Eutidemo 271a-272d: Prólogo
CRITÓN.— SÓCRATES
(271a) CRITÓN.— ¿Quién era, Sócrates, aquel con quien hablabas ayer en el Liceo1? Os rodeaba tanta gente, que si bien me acerqué yo para tratar de escuchar, no pude entender claramente nada. Empinándome logré, sin embargo, ver algo y me pareció extranjero tu interlocutor. ¿Quién era?
SÓCRATES.—¿Por cuál preguntas, Critón? ¡No había uno, sino que eran dos!
CRITÓN.— El que digo yo estaba sentado en el segundo lugar a tu (b) derecha. En medio se hallaba el joven hijo de Axíoco1), a quien encontré, Sócrates, muy desarrollado y tan cre-cido que se parece bastante a nuestro Critóbulo2); pero él es demasiado espigado, mientras que ése3), en cambio, se mostraba bien proporcionado y su aspecto era realmente bello y distinguido.
Sócrates.— Tú te refieres a Eutidemo4), Critón. El otro, que estaba sentado a mi izquierda, es Dionisodoro, su hermano5). Y él también interviene en las conversaciones.

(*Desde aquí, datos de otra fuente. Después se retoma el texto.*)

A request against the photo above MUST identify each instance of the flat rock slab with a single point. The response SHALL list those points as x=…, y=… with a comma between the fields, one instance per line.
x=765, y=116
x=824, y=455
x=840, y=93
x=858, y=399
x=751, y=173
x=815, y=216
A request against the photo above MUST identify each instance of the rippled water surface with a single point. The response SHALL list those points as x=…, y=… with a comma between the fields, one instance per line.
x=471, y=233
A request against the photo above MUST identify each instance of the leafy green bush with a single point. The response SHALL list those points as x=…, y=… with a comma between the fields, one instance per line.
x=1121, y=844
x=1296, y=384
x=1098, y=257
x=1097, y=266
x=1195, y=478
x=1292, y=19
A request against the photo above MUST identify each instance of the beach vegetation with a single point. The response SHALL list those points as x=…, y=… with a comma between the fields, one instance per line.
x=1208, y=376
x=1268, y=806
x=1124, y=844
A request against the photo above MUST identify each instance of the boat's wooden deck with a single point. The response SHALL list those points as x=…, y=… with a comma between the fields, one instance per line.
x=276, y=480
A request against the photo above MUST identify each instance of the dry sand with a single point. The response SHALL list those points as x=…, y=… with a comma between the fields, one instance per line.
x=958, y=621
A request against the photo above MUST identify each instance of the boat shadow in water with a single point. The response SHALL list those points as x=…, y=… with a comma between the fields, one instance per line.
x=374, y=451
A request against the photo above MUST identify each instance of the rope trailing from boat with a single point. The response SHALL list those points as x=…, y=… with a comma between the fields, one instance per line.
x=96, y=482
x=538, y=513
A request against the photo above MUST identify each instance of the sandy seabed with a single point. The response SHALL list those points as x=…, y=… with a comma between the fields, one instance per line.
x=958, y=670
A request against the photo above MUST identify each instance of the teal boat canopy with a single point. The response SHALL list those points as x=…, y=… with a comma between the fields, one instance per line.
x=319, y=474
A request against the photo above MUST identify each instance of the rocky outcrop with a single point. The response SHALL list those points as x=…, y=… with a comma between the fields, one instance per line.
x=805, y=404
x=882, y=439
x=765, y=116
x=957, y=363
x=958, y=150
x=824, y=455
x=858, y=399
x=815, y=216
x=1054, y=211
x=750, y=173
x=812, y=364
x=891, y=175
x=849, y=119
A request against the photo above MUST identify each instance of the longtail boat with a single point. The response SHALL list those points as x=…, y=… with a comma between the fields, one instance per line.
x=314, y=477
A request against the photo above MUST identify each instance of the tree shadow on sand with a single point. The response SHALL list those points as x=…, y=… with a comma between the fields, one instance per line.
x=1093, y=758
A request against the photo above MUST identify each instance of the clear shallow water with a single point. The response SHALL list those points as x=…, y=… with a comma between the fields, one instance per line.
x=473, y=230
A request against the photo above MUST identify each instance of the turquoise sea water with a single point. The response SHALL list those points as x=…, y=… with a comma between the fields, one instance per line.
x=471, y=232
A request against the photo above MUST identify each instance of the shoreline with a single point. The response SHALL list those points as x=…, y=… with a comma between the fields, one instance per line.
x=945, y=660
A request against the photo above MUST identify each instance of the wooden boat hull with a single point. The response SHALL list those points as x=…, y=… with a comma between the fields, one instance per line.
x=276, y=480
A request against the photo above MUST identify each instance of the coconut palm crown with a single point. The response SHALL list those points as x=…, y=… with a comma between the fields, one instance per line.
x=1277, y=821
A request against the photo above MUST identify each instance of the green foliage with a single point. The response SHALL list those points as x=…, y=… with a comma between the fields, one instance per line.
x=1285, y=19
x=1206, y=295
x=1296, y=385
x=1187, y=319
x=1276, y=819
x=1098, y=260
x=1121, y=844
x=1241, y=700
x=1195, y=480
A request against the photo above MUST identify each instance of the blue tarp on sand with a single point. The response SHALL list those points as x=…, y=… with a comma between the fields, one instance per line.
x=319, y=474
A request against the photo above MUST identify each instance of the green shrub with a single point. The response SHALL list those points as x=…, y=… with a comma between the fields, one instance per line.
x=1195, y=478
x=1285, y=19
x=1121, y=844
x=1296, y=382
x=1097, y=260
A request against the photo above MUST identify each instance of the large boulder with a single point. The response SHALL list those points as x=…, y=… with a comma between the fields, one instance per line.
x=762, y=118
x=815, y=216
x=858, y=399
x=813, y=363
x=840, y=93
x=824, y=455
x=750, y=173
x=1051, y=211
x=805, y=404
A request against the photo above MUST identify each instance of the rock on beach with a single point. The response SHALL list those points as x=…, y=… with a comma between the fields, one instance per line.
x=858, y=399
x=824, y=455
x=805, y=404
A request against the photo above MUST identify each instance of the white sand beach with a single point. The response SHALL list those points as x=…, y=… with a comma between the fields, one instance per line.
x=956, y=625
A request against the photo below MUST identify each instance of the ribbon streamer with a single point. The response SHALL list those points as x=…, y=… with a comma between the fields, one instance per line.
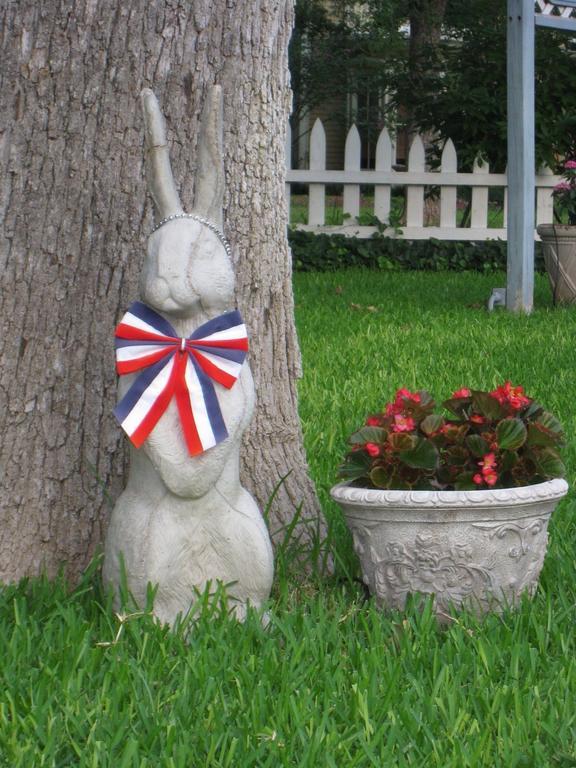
x=184, y=368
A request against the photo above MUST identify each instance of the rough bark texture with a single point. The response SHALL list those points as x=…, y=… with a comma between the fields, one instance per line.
x=74, y=221
x=426, y=17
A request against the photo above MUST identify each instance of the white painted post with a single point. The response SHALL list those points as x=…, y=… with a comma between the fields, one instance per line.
x=415, y=193
x=544, y=200
x=317, y=192
x=449, y=164
x=521, y=166
x=352, y=152
x=479, y=205
x=385, y=156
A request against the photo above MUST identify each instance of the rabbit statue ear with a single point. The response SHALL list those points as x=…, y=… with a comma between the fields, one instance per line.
x=158, y=170
x=209, y=196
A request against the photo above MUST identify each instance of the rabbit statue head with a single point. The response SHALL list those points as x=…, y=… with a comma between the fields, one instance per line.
x=188, y=268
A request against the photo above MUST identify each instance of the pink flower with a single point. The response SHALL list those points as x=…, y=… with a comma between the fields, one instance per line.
x=490, y=478
x=513, y=396
x=488, y=462
x=562, y=186
x=488, y=466
x=403, y=423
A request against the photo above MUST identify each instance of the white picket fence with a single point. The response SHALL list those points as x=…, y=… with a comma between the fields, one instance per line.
x=415, y=179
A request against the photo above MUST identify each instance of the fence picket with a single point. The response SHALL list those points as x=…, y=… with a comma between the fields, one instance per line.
x=544, y=200
x=352, y=153
x=449, y=164
x=385, y=156
x=415, y=193
x=317, y=192
x=479, y=213
x=414, y=180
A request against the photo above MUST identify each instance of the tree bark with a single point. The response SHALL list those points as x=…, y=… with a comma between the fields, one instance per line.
x=74, y=222
x=426, y=17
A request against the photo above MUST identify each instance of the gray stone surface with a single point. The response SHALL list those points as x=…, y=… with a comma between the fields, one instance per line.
x=185, y=522
x=477, y=548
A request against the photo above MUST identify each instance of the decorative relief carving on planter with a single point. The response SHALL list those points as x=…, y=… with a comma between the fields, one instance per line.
x=550, y=490
x=431, y=566
x=522, y=532
x=483, y=554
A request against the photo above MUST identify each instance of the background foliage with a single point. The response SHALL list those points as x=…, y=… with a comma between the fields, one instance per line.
x=322, y=252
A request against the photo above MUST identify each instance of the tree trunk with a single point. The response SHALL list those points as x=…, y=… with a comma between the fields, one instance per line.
x=426, y=17
x=75, y=219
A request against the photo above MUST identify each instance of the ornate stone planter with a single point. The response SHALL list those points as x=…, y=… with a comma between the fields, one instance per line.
x=559, y=244
x=480, y=549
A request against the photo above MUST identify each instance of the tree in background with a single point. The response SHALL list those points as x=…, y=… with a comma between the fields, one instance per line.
x=462, y=94
x=441, y=67
x=344, y=49
x=74, y=221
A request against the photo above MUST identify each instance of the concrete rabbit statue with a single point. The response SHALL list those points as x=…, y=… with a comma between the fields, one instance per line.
x=185, y=520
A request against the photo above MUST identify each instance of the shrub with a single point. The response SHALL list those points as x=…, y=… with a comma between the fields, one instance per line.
x=325, y=253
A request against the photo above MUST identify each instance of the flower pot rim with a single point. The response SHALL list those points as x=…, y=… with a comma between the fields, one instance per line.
x=556, y=488
x=549, y=227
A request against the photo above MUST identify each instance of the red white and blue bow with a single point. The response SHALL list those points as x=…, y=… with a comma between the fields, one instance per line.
x=183, y=368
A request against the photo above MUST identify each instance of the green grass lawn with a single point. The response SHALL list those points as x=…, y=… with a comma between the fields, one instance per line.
x=332, y=681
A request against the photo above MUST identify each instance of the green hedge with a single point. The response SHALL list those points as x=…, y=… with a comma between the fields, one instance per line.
x=324, y=253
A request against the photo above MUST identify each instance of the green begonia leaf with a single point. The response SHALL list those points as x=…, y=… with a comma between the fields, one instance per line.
x=423, y=456
x=368, y=435
x=511, y=434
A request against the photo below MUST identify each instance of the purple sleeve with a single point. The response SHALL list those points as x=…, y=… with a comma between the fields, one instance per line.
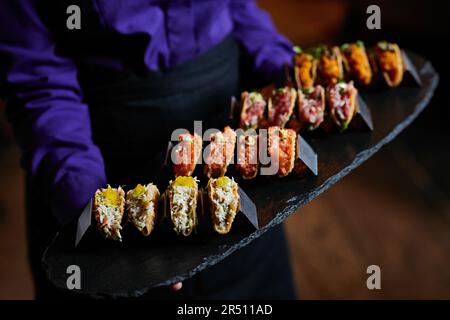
x=255, y=30
x=49, y=119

CritÓN. — No conozco a ninguno de los dos, Sócrates. Al parecer, se trata otra vez de algún nuevo tipo de sofista. ¿De dónde provienen? ¿Cuál es su saber?
SÓCRATES.— Entiendo que son originarios de por aquí, de Quíos; se establecieron, después, como colonos en Turios, y exiliados de ese lugar, hace ya muchos años que andan rondando por estas tierras. En cuanto a lo que tú me preguntas acerca del saber de ambos… ¡es algo asombroso, Critón! Ambos son literalmente omniscientes, y al punto que hasta ese momento ignoraba yo lo que eran los pancraciastas6). Son capaces de luchar valiéndose de todo tipo de recursos, pero no a la manera como lo hacían aquellos hermanos pancraciastas de Acarnania, que únicamente (d) te empleaban el cuerpo; éstos, en cambio, no sólo son habilísimos en vencer a todos7) en la lucha corporal —y en particular, en la que emplea armas tienen, por cierto, singular maestría y son capaces de adiestrar (272a) bien a cualquiera que les pague—, sino que, también, son los más atrevidos en afrontar las disputas jurídicas y en enseñar a los demás a exponer y componer discursos adecuados para los tribunales. Antes eran, en efecto, sólo expertos en esas cosas, pero en la actualidad han llevado a su perfección el arte del pancracio. El único tipo de lucha que habían dejado sin ejercitar lo han practicado ahora tan a fondo que nadie se atrevería a enfrentarse con ellos: ¡tan diestros se han vuelto en luchar con palabras y en refutar cualquier cosa que se diga, falsa o verdadera!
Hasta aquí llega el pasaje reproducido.